O papa encerra viagem ao Canadá no Ártico

O papa Francisco segue nesta sexta-feira (29) para Nunavut, no Ártico canadense, a escala final de sua viagem para pedir perdão pelos abusos a crianças indígenas em internatos da Igreja Católica.

O pontífice de 85 anos pronunciará um discurso em Quebec antes de viajar a Iqaluit, capital e maior cidade do vasto território Nunavut.

O santo padre se reunirá pela primeira vez com sobreviventes de escolas que abrigavam crianças indígenas retiradas de seus pais e obrigadas a abandonar seu idioma e cultura nativos.

Em seguida, o papa participará de um evento público do povo Inuit.

"Não resolverá nada, mas um pedido de desculpas significa muito para nós", disse à AFP Elisapee Nooshoota, da comunidade de Iqaluit, que formam umas 7.000 pessoas.

Desde o final do século XIX até a década de 1990, o governo do Canadá enviou de maneira forçada cerca de 150 mil crianças indígenas a internatos sob responsabilidade da Igreja Católica.

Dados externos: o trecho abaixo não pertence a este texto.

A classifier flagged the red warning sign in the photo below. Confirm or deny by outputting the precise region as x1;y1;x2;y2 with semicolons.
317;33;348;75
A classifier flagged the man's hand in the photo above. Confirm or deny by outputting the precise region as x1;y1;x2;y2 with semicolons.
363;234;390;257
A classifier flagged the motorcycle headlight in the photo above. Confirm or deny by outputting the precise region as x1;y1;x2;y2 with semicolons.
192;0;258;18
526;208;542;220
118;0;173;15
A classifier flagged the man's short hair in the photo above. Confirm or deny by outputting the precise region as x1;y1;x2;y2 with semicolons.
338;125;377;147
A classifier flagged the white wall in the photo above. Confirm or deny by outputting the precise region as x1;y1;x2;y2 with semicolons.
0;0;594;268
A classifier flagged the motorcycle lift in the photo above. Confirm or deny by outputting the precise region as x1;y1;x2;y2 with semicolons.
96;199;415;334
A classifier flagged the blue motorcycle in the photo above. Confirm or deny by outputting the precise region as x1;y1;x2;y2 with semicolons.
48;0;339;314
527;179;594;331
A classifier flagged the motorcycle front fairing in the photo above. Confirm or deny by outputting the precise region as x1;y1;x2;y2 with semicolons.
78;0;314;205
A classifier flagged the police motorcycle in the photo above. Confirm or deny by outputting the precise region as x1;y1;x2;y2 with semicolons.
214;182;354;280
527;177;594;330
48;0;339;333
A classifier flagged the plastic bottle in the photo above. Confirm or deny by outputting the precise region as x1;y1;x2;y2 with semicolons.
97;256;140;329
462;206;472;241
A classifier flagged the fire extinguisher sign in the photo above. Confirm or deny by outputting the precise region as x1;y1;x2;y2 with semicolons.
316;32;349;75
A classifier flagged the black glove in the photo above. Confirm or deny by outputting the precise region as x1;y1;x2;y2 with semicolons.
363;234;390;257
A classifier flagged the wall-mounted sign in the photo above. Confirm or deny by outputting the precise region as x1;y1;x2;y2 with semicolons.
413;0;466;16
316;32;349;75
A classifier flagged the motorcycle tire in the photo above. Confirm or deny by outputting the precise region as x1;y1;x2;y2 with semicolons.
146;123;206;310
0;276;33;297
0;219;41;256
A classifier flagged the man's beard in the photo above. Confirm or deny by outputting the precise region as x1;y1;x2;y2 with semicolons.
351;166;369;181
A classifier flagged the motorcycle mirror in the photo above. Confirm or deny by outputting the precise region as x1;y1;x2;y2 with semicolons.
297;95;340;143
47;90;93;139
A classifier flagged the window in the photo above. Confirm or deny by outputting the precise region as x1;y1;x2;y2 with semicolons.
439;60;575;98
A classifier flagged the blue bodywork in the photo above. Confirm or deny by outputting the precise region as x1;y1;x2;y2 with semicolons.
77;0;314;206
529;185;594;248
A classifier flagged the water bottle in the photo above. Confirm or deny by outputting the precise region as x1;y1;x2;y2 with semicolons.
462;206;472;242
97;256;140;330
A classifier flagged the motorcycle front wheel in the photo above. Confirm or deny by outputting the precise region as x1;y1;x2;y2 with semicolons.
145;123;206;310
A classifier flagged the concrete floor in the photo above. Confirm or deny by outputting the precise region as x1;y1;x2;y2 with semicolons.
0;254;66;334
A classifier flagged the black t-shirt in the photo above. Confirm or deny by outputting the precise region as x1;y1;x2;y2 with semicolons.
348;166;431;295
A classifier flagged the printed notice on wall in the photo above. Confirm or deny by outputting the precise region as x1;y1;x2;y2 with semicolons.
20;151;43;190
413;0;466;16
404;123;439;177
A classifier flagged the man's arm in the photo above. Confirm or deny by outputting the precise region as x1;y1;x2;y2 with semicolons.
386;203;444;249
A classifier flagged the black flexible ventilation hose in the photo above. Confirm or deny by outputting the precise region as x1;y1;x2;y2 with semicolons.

Muitas sofreram abusos físicos e sexuais e acredita-se que milhares morreram de desnutrição, doenças, maus tratos e negligência.

Ao iniciar sua visita ao Canadá na segunda-feria, o papa pediu publicamente desculpas pelos abusos.

- "Deveriam estar fazendo mais" -

Muitos sobreviventes disseram que esse pedido de perdão foi alentador, mas para outros foi apenas o começo de um processo de cura e reconciliação.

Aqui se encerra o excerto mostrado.